Monday, January 9, 2023

Monday 1/9/23 It's Monday

 Hooray. It's Monday. Such excitement. Much joy. Many sarcasm. 

Another week has gone by, a week filled with nothing special, really. I'm stuck in the doldrums. A little melancholy, very much meh or blah. I'm mostly just kind of . . . here. Existing. Carrying on, going through the motions, but not getting much done. I haven't drawn or painted in almost a month now. I'd like to, I just can't seem to do it. I have no inspiration or motivation, no drive. I have no motivation to do anything. Not even putting dishes in the dishwasher. Barely even basic hygiene (I really had to force myself to shower this morning and I put on basically no makeup - too much work). This, of course, doesn't help how I'm feeling. I look in the mirror and see an ogre. An ugly thing that isn't taking care of herself. And part of me doesn't care. 
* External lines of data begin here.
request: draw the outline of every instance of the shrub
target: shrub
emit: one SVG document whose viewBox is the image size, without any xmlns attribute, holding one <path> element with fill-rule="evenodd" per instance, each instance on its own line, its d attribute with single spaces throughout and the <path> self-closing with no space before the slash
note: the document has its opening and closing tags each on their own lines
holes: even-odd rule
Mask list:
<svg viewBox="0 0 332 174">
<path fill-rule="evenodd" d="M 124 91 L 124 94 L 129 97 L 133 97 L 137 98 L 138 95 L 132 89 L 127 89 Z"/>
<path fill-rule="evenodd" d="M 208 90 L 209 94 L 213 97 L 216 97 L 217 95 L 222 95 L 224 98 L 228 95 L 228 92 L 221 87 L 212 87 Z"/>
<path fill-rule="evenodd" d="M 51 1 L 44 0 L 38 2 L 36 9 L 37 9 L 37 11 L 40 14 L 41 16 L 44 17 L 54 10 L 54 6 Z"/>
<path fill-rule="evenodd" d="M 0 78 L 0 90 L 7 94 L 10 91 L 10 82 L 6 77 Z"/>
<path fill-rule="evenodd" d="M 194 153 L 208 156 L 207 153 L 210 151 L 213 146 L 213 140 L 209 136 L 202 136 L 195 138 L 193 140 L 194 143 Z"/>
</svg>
Today is especially bad for some reason. Yesterday was bad too. Yesterday I was at work and getting annoyed and irritated by everything. I wasn't "feeling it". I was down and more quiet, though I tried not to be. Today I'm down as well and all I want to do is sleep. Sleep the day away. I feel slow and lazy and done with everything. And it's weird, because for as awful as I'm feeling right now I'm not flat. Not empty. Not how I normally am when I'm depressed. I have emotions (it's just that most of my emotions are negative right now). I would even say that I'm emotionally fragile. A song or a video on Facebook or Instagram could make me cry. Literally. It's frustrating. I don't want to feel this way. 

I had therapy last Thursday and it was over Zoom. I really prefer in person, but that wasn't an option last week as Mike had had hernia surgery and wasn't recovered from it yet. Zoom is better than nothing. I cried while recounting the infant death. I talked about the holidays and Ayden and his girlfriend. I felt it was a productive session but I left it feeling I needed more. More of what, I don't know. But more. And today I did another session of hypnotherapy (have I mentioned before that I'm doing this?). Trying to get my binge eating under control, trying to eat more healthfully, trying to exercise and get in shape, trying to stay away from junk food. I certainly don't feel as though I'm being "hypnotized", listening to the recordings. But they do relax me, and maybe, somehow, they'll help. I can use all the help I can get. 

If these feelings continue, if I see no improvement over the next week or so, it may be time for a ketamine booster. I don't really want to, because I'm stubborn and want to be better on my own, but I may need to suck it up an go. It's been two months since my last treatment. I was hoping I'd make it until at least three. But I can't keep doing this. I can't keep feeling this way and getting nothing done. I can't make those around me miserable with my lack of, well, everything

So that's where we're at. Bit of a depressing post, I know. But, well, it seems that's where I'm at right now. Hopefully this week will be better. Hopefully I'll get stuff done.